In some ways, that can be disappointing. Writers write. Many of us want the writing to be the primary work of our lives. If it is the side gig, it is because we can't make life work financially otherwise.
I was able to make writing my primary work - mostly the journalistic aspect of it - but it appears in this current environment, that can no longer be the case. Oh, I'm not stopping - I hope to cover more baseball this summer, more football this fall, and have a third book out in two years. But ESL will have to be my work focus for the foreseeable future.
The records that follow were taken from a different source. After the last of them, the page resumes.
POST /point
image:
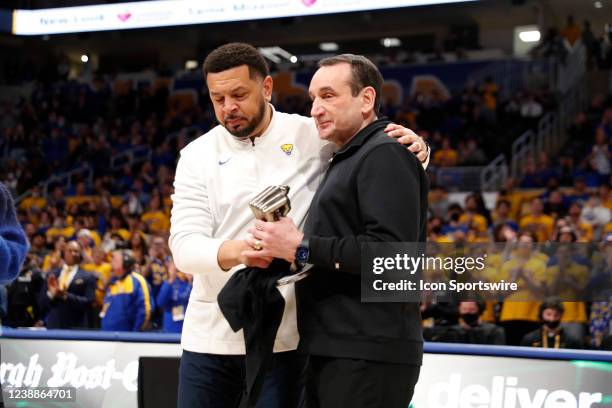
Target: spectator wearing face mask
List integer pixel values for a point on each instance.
(473, 330)
(551, 334)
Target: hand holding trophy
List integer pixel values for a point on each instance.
(270, 205)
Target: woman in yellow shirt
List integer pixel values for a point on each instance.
(526, 267)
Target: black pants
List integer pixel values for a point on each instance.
(217, 381)
(338, 383)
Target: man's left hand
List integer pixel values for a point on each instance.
(278, 239)
(407, 137)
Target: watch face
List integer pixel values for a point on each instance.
(302, 254)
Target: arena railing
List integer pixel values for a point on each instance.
(461, 178)
(434, 348)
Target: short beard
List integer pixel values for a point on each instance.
(251, 125)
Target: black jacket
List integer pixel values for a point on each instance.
(251, 301)
(373, 191)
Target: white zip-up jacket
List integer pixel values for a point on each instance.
(217, 175)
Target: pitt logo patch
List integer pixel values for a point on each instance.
(287, 148)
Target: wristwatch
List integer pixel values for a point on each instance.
(302, 253)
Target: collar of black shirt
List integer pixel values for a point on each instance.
(363, 135)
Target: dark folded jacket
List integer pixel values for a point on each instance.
(251, 301)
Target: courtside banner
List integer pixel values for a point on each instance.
(163, 13)
(104, 373)
(521, 271)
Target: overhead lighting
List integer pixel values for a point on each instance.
(530, 36)
(328, 47)
(390, 42)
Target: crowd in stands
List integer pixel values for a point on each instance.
(79, 273)
(567, 200)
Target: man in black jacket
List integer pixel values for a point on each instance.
(68, 293)
(359, 354)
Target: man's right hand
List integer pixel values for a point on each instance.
(230, 255)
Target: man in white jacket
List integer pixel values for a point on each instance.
(253, 147)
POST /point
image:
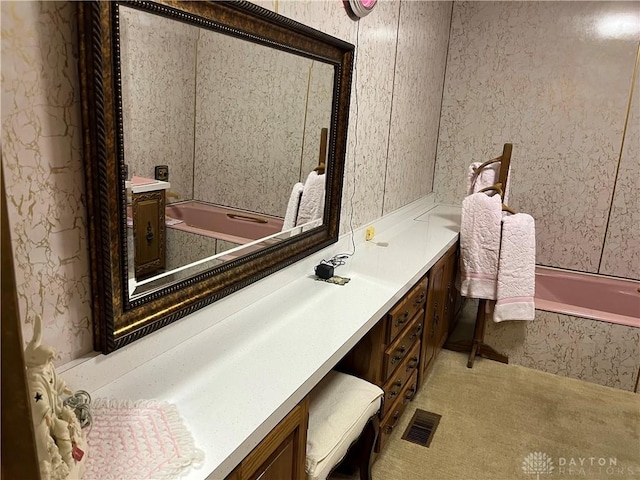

Some writers who have stumbled across my blog are facing the same thing. Possibly due to shutdowns, possibly for other reasons, you are finding that writing can no longer be your main focus. Or you had hoped that one day you could make writing the top priority, but now that no longer seems possible.
It's disappointing. But it does not have to be devastating.
Because a side gig is still a gig.
You still get to write. You still get to express your ideas. The time it takes or the money it makes may not be as appealing as it was when you first started, or may never be what you wished they were.
But when that first book is published, be it three or seven years from now, it won't make that much difference that it took more time. Reaching the goal of your side gig will be no less rewarding.